Where the amalgamated company does not intend to change the pre-amalgamation shareholding of the company, the amalgamated company sometimes issues a different class of shares or preference shares to the shareholders of the amalgamating company with a view to meeting the above statutory conditions.

Further, shareholders of the amalgamating company are statutorily not required to continue to be shareholders of the amalgamated company for a specific period, post the amalgamation. Thus, it can be contended that the new shareholders of the amalgamated company can transfer their shares immediately after the amalgamation. For the purpose of computing gains on transfer of the amalgamated company’s shares, the period of holding will be considered from the date of acquisition of the amalgamating company’s shares.

Availability of benefits

As one of the objectives of a merger is mitigating tax liability, it is essential to ascertain if the benefits enjoyed by the amalgamating company prior to amalgamation are available to the amalgamated company after the amalgamation, e.g. setting off the losses of the amalgamating company. As per section 72A of the ITA, if there is amalgamation of a company which owns an industrial undertaking, banking company or one or more public sector companies engaged in the business of operation of aircraft, then such losses can be set off by the amalgamated company, subject to the prescribed conditions.

Janhavi Sharma
Janhavi Sharma

For some companies – e.g. those engaged in IT enabled services or the manufacture of software – the key challenge is to ascertain whether the company owns an industrial undertaking. Further, for companies other than public companies, section 79 of the ITA provides that the loss will not be available for set-off if the shareholding of the company pursuant to amalgamation changes by more than 51%. If the shareholding changes beyond 51%, it is unclear whether the amalgamated company will be allowed to take the benefit of setting off losses under section 72A of the ITA or whether the amalgamated company will be restricted to setting off losses as per section 79 of the ITA.
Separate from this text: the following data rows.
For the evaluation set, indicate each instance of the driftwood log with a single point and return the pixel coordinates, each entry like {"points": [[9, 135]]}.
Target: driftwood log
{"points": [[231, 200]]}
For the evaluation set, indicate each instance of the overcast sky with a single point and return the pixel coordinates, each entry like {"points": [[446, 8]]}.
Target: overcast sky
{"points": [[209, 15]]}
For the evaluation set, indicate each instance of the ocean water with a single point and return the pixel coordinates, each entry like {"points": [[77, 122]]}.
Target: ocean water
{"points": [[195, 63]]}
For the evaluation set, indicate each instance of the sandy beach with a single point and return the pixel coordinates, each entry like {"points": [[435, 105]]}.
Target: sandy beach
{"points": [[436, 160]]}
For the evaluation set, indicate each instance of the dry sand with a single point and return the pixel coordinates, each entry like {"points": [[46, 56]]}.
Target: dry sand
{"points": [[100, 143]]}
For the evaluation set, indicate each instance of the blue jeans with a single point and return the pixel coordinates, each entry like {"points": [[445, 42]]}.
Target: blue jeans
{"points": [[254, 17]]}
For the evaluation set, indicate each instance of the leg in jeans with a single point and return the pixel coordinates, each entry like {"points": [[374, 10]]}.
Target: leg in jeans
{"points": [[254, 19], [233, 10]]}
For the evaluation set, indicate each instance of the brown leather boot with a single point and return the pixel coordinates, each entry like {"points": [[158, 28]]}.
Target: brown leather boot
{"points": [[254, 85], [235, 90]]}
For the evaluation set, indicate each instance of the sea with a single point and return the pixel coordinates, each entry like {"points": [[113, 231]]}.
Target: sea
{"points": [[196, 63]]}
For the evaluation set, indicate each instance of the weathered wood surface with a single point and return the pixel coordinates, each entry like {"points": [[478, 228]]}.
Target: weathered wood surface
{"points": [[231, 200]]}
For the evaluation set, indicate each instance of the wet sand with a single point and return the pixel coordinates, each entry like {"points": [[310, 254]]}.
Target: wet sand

Akin to the issue of availability of brought forward losses for set-off, compliance issues such as claiming the credit of tax deduction at source by the amalgamated company post amalgamation that pertains to the amalgamating company need to be evaluated. Whether tax deducted for transactions between the two amalgamating companies will be treated as advance tax paid by the amalgamated company will also need to be analysed.

Outlined above are some of the key tax considerations which could impact the commercial decision to proceed with a merger. If the benefits that are discussed above are not available to the amalgamated company then part of the commercial basis for the merger may not be achieved and the exercise of amalgamation could be in vain. Many other areas – depreciation allowance, cost step-up for different assets, continuity of tax holiday, recognition and valuation of intangibles, etc. – also play an important role in decision making from a group restructuring perspective. Detailed evaluation of all the issues is imperative before proceeding with the restructuring of companies.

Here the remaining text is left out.